I've always felt that MCC was a test. 343 would give you everything you said you wanted. Then they would sit back and watch what types of gameplay are "really" important to the biggest portion of players. Unfortunately, 343 fff'ed it all up with broken code.
The days of stripped down gameplay are behind us. Bungie, the god of MM, abandoned stripped down play and gave us more of everything with Destiny, including players with super powers. If H2 was the end-all-be-all for maintaining big populations of online players, they would not have gone in the direction they did. Stripped down gameplay is commercially dead. (though I do like snipers and swat in H4....)
Like the Halo population as a whole, this community is a fraction of what it once was.

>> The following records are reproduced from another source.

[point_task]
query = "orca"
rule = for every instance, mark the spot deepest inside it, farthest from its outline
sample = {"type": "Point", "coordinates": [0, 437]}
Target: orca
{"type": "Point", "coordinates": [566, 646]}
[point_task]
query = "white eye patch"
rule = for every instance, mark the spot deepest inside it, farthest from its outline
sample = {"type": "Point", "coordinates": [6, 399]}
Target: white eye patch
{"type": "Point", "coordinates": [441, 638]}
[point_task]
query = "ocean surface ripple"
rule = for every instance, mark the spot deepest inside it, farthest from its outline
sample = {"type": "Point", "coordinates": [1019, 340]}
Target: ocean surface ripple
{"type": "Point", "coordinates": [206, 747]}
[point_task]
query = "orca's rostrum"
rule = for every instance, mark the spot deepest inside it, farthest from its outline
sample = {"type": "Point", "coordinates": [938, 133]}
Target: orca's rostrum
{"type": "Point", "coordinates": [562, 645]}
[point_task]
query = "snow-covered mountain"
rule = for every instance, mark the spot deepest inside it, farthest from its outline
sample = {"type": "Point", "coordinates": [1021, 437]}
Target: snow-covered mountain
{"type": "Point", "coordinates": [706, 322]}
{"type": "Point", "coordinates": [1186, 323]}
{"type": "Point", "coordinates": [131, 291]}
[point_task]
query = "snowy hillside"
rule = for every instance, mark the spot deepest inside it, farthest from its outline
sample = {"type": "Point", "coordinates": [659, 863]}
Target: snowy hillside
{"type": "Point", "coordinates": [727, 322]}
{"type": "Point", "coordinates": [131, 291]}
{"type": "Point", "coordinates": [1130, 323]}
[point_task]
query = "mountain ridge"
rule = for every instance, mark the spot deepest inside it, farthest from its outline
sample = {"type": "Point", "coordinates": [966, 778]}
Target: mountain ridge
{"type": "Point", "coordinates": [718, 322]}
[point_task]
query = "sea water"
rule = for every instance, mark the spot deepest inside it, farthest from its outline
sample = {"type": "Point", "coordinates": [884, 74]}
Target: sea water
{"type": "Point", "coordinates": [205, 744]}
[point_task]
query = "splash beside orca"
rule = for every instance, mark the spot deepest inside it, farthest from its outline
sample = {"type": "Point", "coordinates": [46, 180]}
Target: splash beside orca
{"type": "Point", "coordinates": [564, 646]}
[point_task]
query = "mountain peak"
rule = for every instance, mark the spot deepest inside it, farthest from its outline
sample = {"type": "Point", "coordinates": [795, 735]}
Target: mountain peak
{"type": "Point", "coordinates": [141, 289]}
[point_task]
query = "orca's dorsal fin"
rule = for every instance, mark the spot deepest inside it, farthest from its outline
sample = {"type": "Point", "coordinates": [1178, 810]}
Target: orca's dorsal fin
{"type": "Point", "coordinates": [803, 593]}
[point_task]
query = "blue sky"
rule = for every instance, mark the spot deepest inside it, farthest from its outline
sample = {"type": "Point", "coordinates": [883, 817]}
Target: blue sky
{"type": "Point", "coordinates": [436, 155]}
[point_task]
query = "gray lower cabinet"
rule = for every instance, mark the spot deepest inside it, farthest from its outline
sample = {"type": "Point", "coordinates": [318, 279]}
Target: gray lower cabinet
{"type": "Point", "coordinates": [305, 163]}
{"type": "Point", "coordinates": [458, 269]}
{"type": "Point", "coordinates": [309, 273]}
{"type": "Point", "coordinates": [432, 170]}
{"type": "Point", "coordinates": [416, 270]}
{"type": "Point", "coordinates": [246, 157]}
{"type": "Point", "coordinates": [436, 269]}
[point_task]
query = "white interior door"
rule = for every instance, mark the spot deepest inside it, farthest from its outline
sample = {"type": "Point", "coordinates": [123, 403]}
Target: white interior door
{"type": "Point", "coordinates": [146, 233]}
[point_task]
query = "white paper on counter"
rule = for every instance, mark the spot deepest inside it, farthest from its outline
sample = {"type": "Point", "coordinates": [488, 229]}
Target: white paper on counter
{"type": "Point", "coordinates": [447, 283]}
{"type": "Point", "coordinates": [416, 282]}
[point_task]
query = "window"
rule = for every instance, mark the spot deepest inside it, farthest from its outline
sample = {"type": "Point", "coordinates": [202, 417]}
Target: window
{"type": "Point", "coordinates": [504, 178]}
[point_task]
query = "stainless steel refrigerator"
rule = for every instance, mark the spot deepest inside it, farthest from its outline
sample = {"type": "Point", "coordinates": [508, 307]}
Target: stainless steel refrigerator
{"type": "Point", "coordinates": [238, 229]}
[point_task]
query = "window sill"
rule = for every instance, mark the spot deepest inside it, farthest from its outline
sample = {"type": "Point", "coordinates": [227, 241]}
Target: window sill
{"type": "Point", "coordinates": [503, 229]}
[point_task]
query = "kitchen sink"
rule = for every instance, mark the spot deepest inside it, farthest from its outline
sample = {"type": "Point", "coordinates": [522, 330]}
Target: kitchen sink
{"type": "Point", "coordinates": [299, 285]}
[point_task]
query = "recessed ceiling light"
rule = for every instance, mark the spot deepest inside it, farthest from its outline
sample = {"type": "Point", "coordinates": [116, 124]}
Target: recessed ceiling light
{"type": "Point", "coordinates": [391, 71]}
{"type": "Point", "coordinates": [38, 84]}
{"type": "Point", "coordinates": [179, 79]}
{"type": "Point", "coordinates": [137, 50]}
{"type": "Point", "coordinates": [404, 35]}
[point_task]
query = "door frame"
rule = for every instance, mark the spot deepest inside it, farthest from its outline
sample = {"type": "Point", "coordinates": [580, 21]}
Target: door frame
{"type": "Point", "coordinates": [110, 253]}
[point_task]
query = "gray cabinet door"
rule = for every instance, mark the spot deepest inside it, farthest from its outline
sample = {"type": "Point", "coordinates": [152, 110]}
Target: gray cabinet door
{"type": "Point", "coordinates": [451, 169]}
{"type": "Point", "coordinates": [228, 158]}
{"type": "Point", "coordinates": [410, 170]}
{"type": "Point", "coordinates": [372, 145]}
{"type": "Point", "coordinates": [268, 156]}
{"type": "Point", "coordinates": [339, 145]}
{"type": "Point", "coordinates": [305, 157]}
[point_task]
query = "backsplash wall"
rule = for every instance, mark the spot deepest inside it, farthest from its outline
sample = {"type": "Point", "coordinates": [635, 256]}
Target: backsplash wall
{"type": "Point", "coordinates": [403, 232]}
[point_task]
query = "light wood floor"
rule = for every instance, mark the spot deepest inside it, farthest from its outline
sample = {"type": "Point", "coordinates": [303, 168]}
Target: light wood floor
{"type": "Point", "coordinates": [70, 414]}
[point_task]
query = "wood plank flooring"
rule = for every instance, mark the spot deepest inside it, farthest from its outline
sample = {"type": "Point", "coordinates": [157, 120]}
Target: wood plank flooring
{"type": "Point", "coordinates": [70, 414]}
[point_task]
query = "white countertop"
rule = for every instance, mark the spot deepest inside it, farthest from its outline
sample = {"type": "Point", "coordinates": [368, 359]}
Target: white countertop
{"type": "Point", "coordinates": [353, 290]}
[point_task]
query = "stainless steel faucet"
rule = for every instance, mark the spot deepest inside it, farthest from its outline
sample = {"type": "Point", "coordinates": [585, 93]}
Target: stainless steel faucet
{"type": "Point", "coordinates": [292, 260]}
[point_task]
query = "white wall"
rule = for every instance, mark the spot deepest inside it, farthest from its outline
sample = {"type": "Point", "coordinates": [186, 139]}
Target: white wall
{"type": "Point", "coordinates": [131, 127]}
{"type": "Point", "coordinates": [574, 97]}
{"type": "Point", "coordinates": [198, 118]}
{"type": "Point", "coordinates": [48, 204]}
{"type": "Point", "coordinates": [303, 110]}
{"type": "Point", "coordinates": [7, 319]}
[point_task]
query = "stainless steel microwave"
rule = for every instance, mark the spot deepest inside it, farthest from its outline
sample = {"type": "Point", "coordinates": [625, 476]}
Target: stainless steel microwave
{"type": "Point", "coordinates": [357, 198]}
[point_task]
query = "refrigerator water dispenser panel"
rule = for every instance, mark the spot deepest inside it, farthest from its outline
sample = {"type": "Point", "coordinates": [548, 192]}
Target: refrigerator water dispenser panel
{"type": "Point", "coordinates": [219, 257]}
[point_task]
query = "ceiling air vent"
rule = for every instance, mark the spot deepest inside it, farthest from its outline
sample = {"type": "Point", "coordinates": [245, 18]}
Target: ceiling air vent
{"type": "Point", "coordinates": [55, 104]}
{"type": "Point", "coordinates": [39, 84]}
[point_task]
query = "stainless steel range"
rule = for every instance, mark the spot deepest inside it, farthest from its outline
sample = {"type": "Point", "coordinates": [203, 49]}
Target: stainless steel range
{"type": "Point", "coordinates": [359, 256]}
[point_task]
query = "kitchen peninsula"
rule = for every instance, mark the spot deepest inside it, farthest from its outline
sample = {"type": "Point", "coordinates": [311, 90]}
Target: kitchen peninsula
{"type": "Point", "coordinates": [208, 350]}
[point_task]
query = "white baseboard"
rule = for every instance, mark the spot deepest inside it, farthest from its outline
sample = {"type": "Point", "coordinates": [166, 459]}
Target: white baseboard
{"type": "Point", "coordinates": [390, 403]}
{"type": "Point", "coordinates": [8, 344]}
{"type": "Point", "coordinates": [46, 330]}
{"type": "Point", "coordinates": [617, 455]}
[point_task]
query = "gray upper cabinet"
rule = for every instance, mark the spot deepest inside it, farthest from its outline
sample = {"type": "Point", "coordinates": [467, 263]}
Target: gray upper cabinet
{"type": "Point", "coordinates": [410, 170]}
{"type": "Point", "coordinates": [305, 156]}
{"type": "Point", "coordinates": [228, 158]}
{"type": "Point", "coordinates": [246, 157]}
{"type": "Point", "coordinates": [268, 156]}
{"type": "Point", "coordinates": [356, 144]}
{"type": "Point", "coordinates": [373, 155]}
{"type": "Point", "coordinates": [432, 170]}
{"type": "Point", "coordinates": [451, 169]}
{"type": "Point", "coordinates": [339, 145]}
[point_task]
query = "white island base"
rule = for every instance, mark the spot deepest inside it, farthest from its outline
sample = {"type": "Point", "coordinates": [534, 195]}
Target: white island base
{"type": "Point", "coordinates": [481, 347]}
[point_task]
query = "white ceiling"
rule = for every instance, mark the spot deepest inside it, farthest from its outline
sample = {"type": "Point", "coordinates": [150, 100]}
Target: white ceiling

All the people that left because they disliked the changes are already gone. It's not surprising that the few that are left don't mind armor lock, jet packs, x-ray vision, infinite camo-on-demand, guns that don't shoot straight, etc.
-Captain Obvious
This, and even though I wanted no sprint/AA's, I never asked for it on clan nights simply because clan nights were reserved for more wonky gametypes/settings and to play with friends, not for serious games.
And as far as the sprint debate goes, I read his post about why sprint was included in H5. I haven't really read the responses, but I'm sure they cover they myriad of reasons why sprint doesn't work in Halo, but what irks me is that 343 is still trying to play the lore card. Really? Because if they went the lore route, we would still have the HCE pistol. Or is 343 telling me that technology regresses over time in the Halo universe? The shields the spartans use came from reverse-engineering the jackals shield technology.
The whole lore argument is bullshit. We went from armor abilities in Reach, to not having them in HCE-H3. If you want to make the argument based on release dates of the game, the lore aspect still doesn't hold up. Based on release dates, we went from a great jetpack, armor lock, and dropshield in Reach to an inferior version of jetpack, no armor lock, and no dropshield in H4. We went from having our spartans being descoped, to no-descope, back to descoping in H5. No sprint, to sprint, to unlimited sprint, to a no shield recharge sprint in H5. I could go on or even refer to how in the books, spartans can flip, crawl, adjust their shields, etc, but I figure I've made my point.
CE look alikes will never sell. It would be like the old toys in the closet. Fond memories but you'd never pay to play with them again.
Halo can do Armor Abilities and stay true to gameplay, or even an updated version of it, which is desirable now. The problem is that it wasn't well balanced/implemented, despite the extensive testing. It just didn't mix well.